I will never again take for granted being able to do even the simplest things. Even now it is incredibly hard to get in and out of bed. During the first couple of weeks after the surgery, I had to rest for an hour after doing something as simple as getting dressed. I felt like I would never be a normal person again. I struggled with much loneliness during this time. It was on an especially hard day that I came upon this prayer in my prayer journal:

God of all hope, help me to not lose sight of the plans You have for me—to prosper me and not to harm me, to give me hope and a future. Help me, Holy Spirit, to hope in You and not in circumstances, so my strength will be renewed. Fill me with joy and peace as I trust in You so that I may overflow with hope by the power of the Holy Spirit.


I was so blessed during this time by my family and friends. They sent me flowers, chocolate, gifts, and many, many cards. I filed each of the cards in a folder and pulled them out when I was feeling especially down. They comforted me through every moment. Dad helped me each night by giving me medicine for my pain, and propping me up with pillows. Mom helped me by bringing me verses of comfort, coupled often with a mug of hot chocolate. The little kids helped by bringing me sweet little cards and praying for me every day.

I grew much closer to God through this time. When I felt strong, He made me weak. Mom shared with me these words from the Rare Jewel of Christian Contentment: “Usually when God intends the greatest mercy to any of His people, He brings them into the lowest condition…A little before daybreak you will observe that it is darker than it was any time before, so God will make our conditions a little darker before the mercy comes.”

I never realized how much Christ gave us when He came to this world took it for granted, the agony He went through for us. He poured out His love for us in His precious blood. He loves us with unfathomable love, even though we deserve absolutely nothing. His words became more precious to me than ever before: “I have said these things to you that in me you may have peace. In the world you will have tribulation. But take heart: I have overcome the world.”

I am not the same person I was before I went through scoliosis. Not only do I now have rods and scars that I will carry for life, but my relationship with God and my emotions have changed as well. I have gone through an experience that I never could have dreamed of.

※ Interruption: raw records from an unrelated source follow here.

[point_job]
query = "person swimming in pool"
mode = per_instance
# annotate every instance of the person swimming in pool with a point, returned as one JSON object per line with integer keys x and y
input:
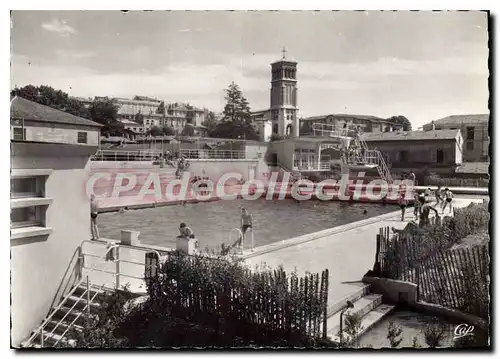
{"x": 94, "y": 210}
{"x": 448, "y": 197}
{"x": 246, "y": 221}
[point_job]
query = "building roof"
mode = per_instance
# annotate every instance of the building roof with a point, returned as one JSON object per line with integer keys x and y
{"x": 22, "y": 109}
{"x": 473, "y": 167}
{"x": 338, "y": 115}
{"x": 259, "y": 112}
{"x": 411, "y": 135}
{"x": 129, "y": 122}
{"x": 461, "y": 119}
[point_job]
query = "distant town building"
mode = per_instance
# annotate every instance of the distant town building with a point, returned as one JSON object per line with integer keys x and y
{"x": 475, "y": 131}
{"x": 87, "y": 101}
{"x": 133, "y": 126}
{"x": 365, "y": 123}
{"x": 439, "y": 151}
{"x": 128, "y": 109}
{"x": 50, "y": 209}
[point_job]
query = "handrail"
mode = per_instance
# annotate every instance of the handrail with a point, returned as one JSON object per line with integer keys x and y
{"x": 47, "y": 320}
{"x": 142, "y": 249}
{"x": 78, "y": 316}
{"x": 70, "y": 266}
{"x": 241, "y": 236}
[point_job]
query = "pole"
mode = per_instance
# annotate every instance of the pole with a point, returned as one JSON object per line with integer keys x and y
{"x": 117, "y": 264}
{"x": 341, "y": 329}
{"x": 88, "y": 295}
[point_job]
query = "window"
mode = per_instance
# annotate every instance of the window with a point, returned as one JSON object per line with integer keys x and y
{"x": 82, "y": 137}
{"x": 403, "y": 156}
{"x": 19, "y": 134}
{"x": 440, "y": 156}
{"x": 26, "y": 217}
{"x": 24, "y": 187}
{"x": 470, "y": 133}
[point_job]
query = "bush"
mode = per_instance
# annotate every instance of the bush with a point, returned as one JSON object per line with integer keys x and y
{"x": 434, "y": 334}
{"x": 435, "y": 180}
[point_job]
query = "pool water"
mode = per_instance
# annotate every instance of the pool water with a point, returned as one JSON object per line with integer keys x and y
{"x": 212, "y": 221}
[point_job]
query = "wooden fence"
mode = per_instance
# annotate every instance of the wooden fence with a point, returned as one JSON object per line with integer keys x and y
{"x": 454, "y": 278}
{"x": 270, "y": 298}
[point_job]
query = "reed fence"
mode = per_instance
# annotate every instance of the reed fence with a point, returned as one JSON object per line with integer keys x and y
{"x": 193, "y": 286}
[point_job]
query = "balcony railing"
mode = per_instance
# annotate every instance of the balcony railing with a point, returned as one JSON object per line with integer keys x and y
{"x": 108, "y": 155}
{"x": 216, "y": 154}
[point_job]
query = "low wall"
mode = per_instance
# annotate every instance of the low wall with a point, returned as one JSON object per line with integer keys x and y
{"x": 402, "y": 292}
{"x": 393, "y": 291}
{"x": 458, "y": 190}
{"x": 451, "y": 313}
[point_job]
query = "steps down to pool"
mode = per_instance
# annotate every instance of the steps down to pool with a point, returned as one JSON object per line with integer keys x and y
{"x": 368, "y": 305}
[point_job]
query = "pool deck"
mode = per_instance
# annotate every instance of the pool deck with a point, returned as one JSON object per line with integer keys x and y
{"x": 347, "y": 251}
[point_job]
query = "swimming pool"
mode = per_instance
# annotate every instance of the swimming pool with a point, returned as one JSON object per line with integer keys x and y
{"x": 212, "y": 221}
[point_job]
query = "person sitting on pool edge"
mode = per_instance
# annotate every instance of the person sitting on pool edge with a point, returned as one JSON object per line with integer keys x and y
{"x": 246, "y": 221}
{"x": 186, "y": 232}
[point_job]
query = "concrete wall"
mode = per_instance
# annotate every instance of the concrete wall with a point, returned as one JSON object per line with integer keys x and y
{"x": 393, "y": 291}
{"x": 60, "y": 133}
{"x": 418, "y": 152}
{"x": 39, "y": 263}
{"x": 474, "y": 150}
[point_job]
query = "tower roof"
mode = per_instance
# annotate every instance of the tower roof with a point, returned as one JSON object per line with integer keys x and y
{"x": 284, "y": 59}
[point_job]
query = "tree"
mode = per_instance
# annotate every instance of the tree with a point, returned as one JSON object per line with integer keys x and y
{"x": 168, "y": 131}
{"x": 48, "y": 96}
{"x": 237, "y": 108}
{"x": 401, "y": 120}
{"x": 236, "y": 122}
{"x": 155, "y": 131}
{"x": 161, "y": 108}
{"x": 104, "y": 111}
{"x": 139, "y": 118}
{"x": 210, "y": 123}
{"x": 188, "y": 130}
{"x": 434, "y": 333}
{"x": 394, "y": 333}
{"x": 28, "y": 92}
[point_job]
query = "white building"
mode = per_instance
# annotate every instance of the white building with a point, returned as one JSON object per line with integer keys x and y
{"x": 50, "y": 209}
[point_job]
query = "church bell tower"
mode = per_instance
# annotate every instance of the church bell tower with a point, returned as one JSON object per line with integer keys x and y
{"x": 284, "y": 97}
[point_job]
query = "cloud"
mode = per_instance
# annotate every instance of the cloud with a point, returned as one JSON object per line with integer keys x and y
{"x": 189, "y": 30}
{"x": 59, "y": 26}
{"x": 420, "y": 90}
{"x": 73, "y": 55}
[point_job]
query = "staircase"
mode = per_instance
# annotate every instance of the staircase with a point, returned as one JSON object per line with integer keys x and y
{"x": 368, "y": 305}
{"x": 67, "y": 317}
{"x": 376, "y": 158}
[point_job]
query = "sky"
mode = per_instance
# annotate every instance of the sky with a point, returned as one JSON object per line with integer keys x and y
{"x": 422, "y": 65}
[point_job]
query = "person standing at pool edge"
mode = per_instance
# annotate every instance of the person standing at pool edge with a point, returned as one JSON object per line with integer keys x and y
{"x": 246, "y": 222}
{"x": 403, "y": 202}
{"x": 94, "y": 209}
{"x": 448, "y": 198}
{"x": 438, "y": 196}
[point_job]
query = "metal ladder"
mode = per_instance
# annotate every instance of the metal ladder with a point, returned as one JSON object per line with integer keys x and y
{"x": 375, "y": 157}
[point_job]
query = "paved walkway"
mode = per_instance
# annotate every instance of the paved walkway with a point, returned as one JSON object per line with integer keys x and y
{"x": 347, "y": 251}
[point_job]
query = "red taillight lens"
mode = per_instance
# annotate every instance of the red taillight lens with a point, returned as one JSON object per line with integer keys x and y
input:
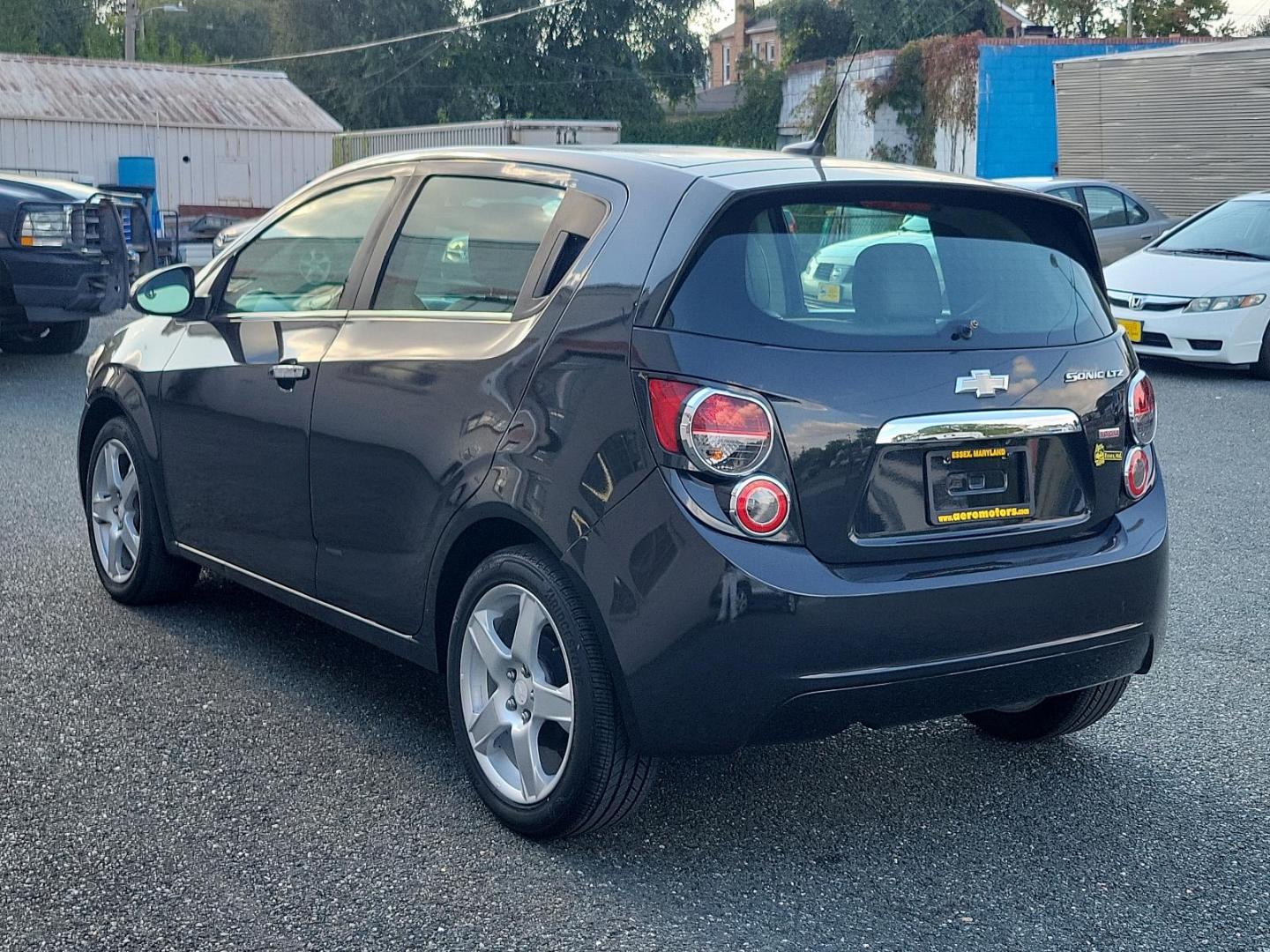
{"x": 725, "y": 433}
{"x": 667, "y": 398}
{"x": 759, "y": 505}
{"x": 1142, "y": 407}
{"x": 1139, "y": 471}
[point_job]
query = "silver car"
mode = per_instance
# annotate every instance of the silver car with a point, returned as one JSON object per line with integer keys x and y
{"x": 1123, "y": 221}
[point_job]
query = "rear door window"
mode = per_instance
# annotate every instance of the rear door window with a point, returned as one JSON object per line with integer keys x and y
{"x": 1106, "y": 207}
{"x": 885, "y": 274}
{"x": 467, "y": 245}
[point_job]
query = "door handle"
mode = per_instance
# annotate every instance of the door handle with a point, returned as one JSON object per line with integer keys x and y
{"x": 288, "y": 372}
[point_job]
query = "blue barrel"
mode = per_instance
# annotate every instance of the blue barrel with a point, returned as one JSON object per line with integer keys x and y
{"x": 141, "y": 170}
{"x": 138, "y": 170}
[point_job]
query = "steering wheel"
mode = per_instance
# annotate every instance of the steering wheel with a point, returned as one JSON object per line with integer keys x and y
{"x": 315, "y": 267}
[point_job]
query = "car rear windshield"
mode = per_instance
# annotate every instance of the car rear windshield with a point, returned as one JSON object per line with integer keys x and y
{"x": 894, "y": 273}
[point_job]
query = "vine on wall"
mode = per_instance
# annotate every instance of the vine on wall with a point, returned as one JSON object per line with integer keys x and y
{"x": 931, "y": 86}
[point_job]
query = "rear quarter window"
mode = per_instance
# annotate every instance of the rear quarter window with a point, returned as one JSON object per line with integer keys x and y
{"x": 893, "y": 271}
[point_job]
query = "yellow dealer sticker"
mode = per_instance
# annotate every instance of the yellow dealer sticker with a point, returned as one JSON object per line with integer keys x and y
{"x": 1102, "y": 455}
{"x": 997, "y": 512}
{"x": 989, "y": 453}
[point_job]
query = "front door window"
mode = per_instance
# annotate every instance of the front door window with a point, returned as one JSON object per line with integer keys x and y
{"x": 303, "y": 260}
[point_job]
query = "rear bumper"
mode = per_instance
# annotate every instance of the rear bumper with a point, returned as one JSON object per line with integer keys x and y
{"x": 64, "y": 286}
{"x": 1223, "y": 337}
{"x": 808, "y": 651}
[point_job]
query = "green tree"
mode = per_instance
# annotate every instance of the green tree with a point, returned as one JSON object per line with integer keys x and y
{"x": 54, "y": 26}
{"x": 1188, "y": 18}
{"x": 1151, "y": 18}
{"x": 1073, "y": 18}
{"x": 811, "y": 29}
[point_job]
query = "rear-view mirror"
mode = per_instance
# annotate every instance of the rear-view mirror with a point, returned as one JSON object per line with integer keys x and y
{"x": 167, "y": 292}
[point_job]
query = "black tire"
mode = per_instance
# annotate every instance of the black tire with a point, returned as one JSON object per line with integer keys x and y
{"x": 1261, "y": 368}
{"x": 1054, "y": 716}
{"x": 156, "y": 576}
{"x": 603, "y": 778}
{"x": 61, "y": 338}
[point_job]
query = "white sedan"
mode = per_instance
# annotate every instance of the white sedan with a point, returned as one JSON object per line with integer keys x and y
{"x": 1199, "y": 292}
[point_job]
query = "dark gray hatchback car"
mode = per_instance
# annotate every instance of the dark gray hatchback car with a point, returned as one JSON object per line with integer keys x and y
{"x": 572, "y": 428}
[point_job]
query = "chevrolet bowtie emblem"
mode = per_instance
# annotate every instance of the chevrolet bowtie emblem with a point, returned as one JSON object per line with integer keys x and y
{"x": 983, "y": 383}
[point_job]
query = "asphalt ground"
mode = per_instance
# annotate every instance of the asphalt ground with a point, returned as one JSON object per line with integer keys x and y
{"x": 228, "y": 775}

Yet, through it all, I am thankful for scoliosis. It has brought me so much pain, so many tears, doubts, and fears, but it has also brought me love, hope, and the peace that only comes from resting on Christ when everything seems to be falling out from under me.

I needed to have my security, health, and self-confidence taken from me. I thought I was strong, but God showed me how weak I really was. I thought I was able to take care of myself, but God gently laid me down in a hospital bed, unable to perform even the most basic life functions. I thought I had a secure trust in God, but God showed me how unstable my faith was. He took away, and then He gave me back so much more. Yes, what He gave me came with pain, but it also came with the ability to go through that pain through hope and faith in Him.

Do not pray for easy lives; pray to be stronger men. Do not pray for tasks equal to your powers; pray for powers equal to your tasks. Then the doing of your work shall be no miracle, but YOU shall be a miracle. Every day you shall wonder at yourself, at the richness of life which has come to you by the grace of God.